Who We Are
In 2022, the Equity in Caregiving Project was established with a five-year grant from the National Institute of Health.
The mission of the Equity in Caregiving Project is to increase awareness of and improve processes for meaningful caregiver engagement for hospitalized persons with serious illness by amplifying caregiver stories, synergizing with policy advocates, and engaging community members in research and resource dissemination.
Our team consists of individuals from diverse backgrounds in the research spectrum.
The Equity in Caregiving Project
What are we doing?
Our team is conducting a study that aims to understand whether real-world caregiver stressors affects their ability to support loved ones when they are hospitalized, and whether caregiver ability to engage with the healthcare team affects patient outcomes.
We suspect that historical influences of residential segregation and structural racism, which influences where people live, their education and jobs, and health insurance access, will affect access to hospital-based care. We also suspect that it affects whether caregivers can get to the hospital, how far they have to travel to a hospital, and sometimes how they are treated in the hospital. Taken together, these contextual factors may impact individual-level health outcomes more than we may suspect.
Our federally funded project, which focuses on Massachusetts, attempts to document these stresses and use those insights to inform the development of policies to make things better.
Why are we doing this?
Anyone who has been sick or hospitalized knows how important it is to have someone in their corner and at their bedside. Such caregivers can be relatives, partners, friends and neighbors.

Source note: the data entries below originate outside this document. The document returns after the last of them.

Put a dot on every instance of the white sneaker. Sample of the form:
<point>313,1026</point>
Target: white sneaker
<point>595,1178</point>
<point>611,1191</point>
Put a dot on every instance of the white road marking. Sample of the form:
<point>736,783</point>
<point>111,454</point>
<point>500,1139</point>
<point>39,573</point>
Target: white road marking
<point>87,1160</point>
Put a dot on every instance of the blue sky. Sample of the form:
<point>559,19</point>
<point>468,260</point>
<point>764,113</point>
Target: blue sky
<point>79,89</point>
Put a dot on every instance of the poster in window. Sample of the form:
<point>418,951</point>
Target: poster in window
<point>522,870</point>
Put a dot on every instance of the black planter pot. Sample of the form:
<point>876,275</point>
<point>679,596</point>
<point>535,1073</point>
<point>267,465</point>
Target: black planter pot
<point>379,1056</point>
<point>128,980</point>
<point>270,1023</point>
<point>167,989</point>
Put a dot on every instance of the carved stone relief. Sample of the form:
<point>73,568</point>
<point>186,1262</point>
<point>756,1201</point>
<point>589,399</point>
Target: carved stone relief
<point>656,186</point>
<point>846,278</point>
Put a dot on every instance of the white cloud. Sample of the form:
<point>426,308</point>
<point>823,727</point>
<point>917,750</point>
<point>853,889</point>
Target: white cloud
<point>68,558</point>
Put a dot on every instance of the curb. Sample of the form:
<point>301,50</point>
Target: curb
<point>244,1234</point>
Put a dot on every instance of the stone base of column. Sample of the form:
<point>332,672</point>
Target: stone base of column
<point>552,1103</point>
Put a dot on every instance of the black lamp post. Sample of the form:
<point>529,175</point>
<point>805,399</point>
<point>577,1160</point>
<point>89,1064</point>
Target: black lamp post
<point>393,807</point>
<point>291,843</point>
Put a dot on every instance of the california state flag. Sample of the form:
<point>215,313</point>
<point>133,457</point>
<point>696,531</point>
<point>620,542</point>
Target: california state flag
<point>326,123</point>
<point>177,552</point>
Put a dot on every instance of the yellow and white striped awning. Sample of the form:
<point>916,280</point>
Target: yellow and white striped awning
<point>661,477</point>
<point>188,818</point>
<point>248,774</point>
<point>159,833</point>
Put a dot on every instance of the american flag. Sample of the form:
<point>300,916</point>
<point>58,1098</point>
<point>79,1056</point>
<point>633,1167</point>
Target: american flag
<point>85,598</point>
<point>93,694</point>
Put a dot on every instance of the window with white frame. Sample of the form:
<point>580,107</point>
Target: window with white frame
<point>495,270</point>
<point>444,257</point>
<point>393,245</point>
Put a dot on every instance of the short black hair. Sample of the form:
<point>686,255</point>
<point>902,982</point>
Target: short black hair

The estimated 66 million caregivers in the US are particularly critical for seriously ill patients in the hospital because they assist with complex decision making, care coordination and patient advocacy.
But, for many caregivers, engagement with the healthcare system can be hard. For example, many caregivers are basically working two jobs, by providing an average of 20 hours of caregiving a week while working a full-time job. As a result, up to 20% of caregivers retire early or quit their job, 22% exhaust short-term savings, 20% have late or unpaid bills, and 11% are unable to afford basic expenses like food.
Our research is asking:
How are INDIVIDUAL OUTCOMES in serious illness affected by SOCIETY-level factors -- like access to healthcare, neighborhood resources, housing and education?
How much are these contextual factors DIFFERENTIAL by race and ethnicity?
How does all of this interact with on-the-ground PRACTICES in hospitals and health care systems?